De retour en bord de mer, juste après la batterie de la Mounine, apparaissent des vestiges du mur de la Méditerranée : un beau poste de tir allemand surnommé « tobrouk » car utilisé pour la première fois dans cette ville. C’est un bunker individuel qui pouvait être armé d’une mitrailleuse, d’un mortier, d’un petit canon voire d’une tourelle de char ou tout simplement d’un fusil comme cela semble être le cas ici. Le reste d’une tranchée se devine avec quelques barbelés d’époque. Les allemands qui aimaient les choses ordonnées avaient attribué le numéro 185 aux positions de défense de la calanque de Marseilleveyre. . Un sous-officier et 14 hommes de troupe composaient la garnison allemande d’occupation. Peu avant la libération, Ils disposaient pour défendre la position de 3 mitrailleuses légères dont une installée en Tobrouk et 1 canon antichar de 75mm.

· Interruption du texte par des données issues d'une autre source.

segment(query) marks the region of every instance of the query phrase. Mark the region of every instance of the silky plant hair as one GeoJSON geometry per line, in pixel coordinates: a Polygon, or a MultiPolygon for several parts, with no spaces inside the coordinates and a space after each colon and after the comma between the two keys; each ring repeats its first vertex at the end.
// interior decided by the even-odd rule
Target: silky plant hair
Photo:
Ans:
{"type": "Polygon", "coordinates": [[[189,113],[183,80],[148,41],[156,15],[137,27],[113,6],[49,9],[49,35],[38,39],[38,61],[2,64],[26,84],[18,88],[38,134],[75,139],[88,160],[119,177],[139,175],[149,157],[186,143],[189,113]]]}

Tobrouk allemand à coté de la batterie de la Mounine reste de tranchée allemande
Si on continue la balade et que l’on traverse la plage pour remonter de l’autre côté de la calanque, on arrive à un deuxième Tobrouk allemand, phagocyté par un cabanonier qui a remplacé les canonniers. Le trou de combat est bouché par de la calandrite mais on devine la tranchée d’accès qui permettait d’y accéder.
Tobrouk allemand n°2 à l'est de la calanque de Marseilleveyre
Au niveau du Tobrouk, on peut apercevoir les fondations d’un muret dépassant à peine du sol. C’est ce qu’il reste de la batterie initiale qui protégeait la crique. Cette position ancienne pour un seul canon était déjà abandonnée sous Napoléon 1er
Fondations de la vieille batterie pour 1 canon.
A 50 mètres de là, la batterie de Riou (ainsi appelé dans l’atlas de 1818) nous tend les bras. Avec sa consœur de la Mounine, elle protégeait le mouillage de Riou qui pouvait abriter 10 à 12 vaisseaux de ligne. Les canons étaient disposés en ligne droite protégés par un talus de terre et un mur en pierre. Elle fut agrandie en 1812 à partir d’une position droite pour 2 canons sur affut de côte et un corps de garde pour 8 soldats. Un corps de garde pour 30 soldats fut construit ainsi qu’un nouveau magasin à poudre. Batterie de Riou en 1813 et de nos jours vue générale de la batterie de Riou
Il ne reste pas grand-chose de la batterie si ce n’est le logement du gardien, la cuisine et le corps de garde qui ont été transformés en cabanons. Le grand mur de pierre qui ceinturait la plateforme de tir a disparu à l’exception d’un petit morceau. Là aussi, il y a des chances que les pierres taillées ont été réemployées pour construire les bâtiments de la gravière.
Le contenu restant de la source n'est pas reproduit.